The American Academy of Pediatrics (AAP) revised a previous recommendation that had all toddler drinking whole milk once weaned from breast-milk or formula.
They are now saying that some babies as young as 12 months of age should be given reduced-fat (2 percent) milk instead of whole milk.
Specifically, the new recommendation states that the use of reduced-fat milk “would be appropriate” for children between 12 months and 2 years of age who are at higher-than-normal risk of becoming overweight, or have a family history of high cholesterol, obesity, or heart disease.
“Previously, the recommendation had been for children between 12 months and 2 years of age to be on whole milk,” Dr. Stephen R. Daniels noted in a telephone interview with Reuters Health. Daniels, of The Children’s Hospital in Denver, is a member of the AAP’s Committee on Nutrition that wrote the recommendation.

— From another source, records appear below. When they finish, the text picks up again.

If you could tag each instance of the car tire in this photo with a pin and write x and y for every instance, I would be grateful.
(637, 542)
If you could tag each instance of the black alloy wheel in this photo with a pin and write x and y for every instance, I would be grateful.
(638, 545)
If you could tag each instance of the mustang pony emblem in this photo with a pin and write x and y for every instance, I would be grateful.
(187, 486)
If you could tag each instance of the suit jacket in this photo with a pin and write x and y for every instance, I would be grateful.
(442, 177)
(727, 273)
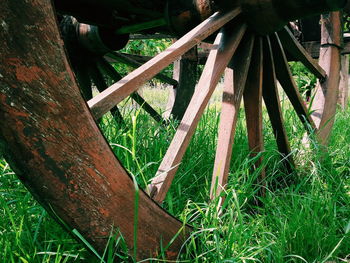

“The theoretical rationale for that was that children who were growing and developing may need an increased fat, and even potentially cholesterol intake, to support some development, especially neurological development,” he explained.
He continued to say that The whole milk recommendation was developed “at a time when there wasn’t the kind of concern that we have now about childhood obesity.”
It is also believed that the first cholesterol check should take place after 2 years of age but no later than age 10. If their cholesterol levels are normal, repeat testing should be performed in 3 to 5 years.